When it comes to both assessing and addressing gender pay equity issues, building effective and consistent employee leveling and salary structures is critically important. There is a strong legal basis for thinking in this manner. Most new state laws related to pay equity essentially require companies to compare employees across jobs that are “similar” in terms of skills requirements, responsibility, working conditions, and other factors. If grades and job families are defined too broadly, employers put themselves at risk because pay equity analyses based on large groupings may point to problems that don't actually exist. Conversely, if grades and jobs are too granular, employers are at risk because pay equity analyses may not be able to identify real pay gaps when they do exist. A good place to start is leveraging established job classification systems that are based on employee categories, levels, functions and job families.
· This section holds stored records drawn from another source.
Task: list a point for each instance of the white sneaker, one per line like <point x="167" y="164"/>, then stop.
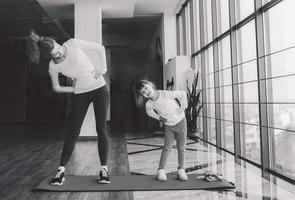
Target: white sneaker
<point x="181" y="175"/>
<point x="162" y="175"/>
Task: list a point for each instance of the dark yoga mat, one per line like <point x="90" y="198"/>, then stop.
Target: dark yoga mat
<point x="131" y="183"/>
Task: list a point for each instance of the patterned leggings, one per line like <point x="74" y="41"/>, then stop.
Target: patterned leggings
<point x="179" y="133"/>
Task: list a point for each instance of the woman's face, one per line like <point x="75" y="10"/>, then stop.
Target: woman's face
<point x="57" y="51"/>
<point x="148" y="91"/>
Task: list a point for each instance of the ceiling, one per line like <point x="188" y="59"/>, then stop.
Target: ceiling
<point x="112" y="8"/>
<point x="125" y="22"/>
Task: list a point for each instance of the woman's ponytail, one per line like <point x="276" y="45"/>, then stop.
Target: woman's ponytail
<point x="37" y="44"/>
<point x="33" y="50"/>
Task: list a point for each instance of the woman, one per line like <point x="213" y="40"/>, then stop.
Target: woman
<point x="167" y="107"/>
<point x="89" y="87"/>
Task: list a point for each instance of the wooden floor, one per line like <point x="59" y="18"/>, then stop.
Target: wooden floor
<point x="26" y="157"/>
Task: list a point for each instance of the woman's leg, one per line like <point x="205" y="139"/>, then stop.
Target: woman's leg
<point x="101" y="105"/>
<point x="181" y="135"/>
<point x="80" y="106"/>
<point x="168" y="142"/>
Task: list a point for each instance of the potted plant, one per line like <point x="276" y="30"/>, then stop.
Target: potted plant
<point x="194" y="105"/>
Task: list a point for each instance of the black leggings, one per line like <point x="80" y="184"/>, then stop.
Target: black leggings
<point x="100" y="99"/>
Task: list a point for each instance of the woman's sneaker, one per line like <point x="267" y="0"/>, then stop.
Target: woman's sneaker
<point x="103" y="177"/>
<point x="161" y="175"/>
<point x="182" y="175"/>
<point x="59" y="178"/>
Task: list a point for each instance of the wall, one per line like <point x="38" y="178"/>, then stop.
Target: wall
<point x="13" y="87"/>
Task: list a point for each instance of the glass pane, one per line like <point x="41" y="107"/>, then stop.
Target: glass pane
<point x="211" y="130"/>
<point x="280" y="64"/>
<point x="248" y="92"/>
<point x="281" y="89"/>
<point x="247" y="72"/>
<point x="280" y="26"/>
<point x="207" y="21"/>
<point x="226" y="111"/>
<point x="188" y="30"/>
<point x="282" y="116"/>
<point x="222" y="16"/>
<point x="250" y="141"/>
<point x="227" y="135"/>
<point x="180" y="34"/>
<point x="211" y="110"/>
<point x="209" y="60"/>
<point x="210" y="81"/>
<point x="283" y="145"/>
<point x="224" y="53"/>
<point x="246" y="42"/>
<point x="200" y="126"/>
<point x="225" y="77"/>
<point x="249" y="113"/>
<point x="243" y="9"/>
<point x="226" y="94"/>
<point x="196" y="27"/>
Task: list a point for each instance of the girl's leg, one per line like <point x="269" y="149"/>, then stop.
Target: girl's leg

At Radford, we begin every pay equity project by reviewing how employees at the client company are matched to our globally consistent job leveling and job family system. Getting this step right ensures your analysis has the best chance of identifying real issues accurately and sets the table for long-term consistency in applying go-forward pay decisions.
The notion that the process of setting starting pay can drive gender pay gaps is gaining real momentum. After all, we know what it feels like when a recruiter asks us what we currently make. Some may be tempted to add a little something on top, but fundamentally it's an uneasy exercise. On the one hand, we fear we might be asking for too much, and on the other hand, we risk pegging ourselves to a salary rate below what the company might otherwise offer. It is the latter case that some states, by virtue of making it more difficult for companies to ask for salary history, are attempting to correct.
In theory, these laws force companies to determine the fair market value of jobs with less input from candidates, which in turn should drive companies to make more consistent offers to all candidates. In our work with clients, we find the thinking behind these laws is generally sound. Starting salaries, for both women and men, go a long way toward explaining long-term pay outcomes within organizations, and in some extreme cases, explain as much as half of the difference in pay between women and men.
In our view, companies who embrace the opportunity to create stronger mechanisms for determining fair starting salaries for all employees, with less input from job candidates, will enjoy a competitive and legal edge by better aligning pay offers to both internal and external labor markets.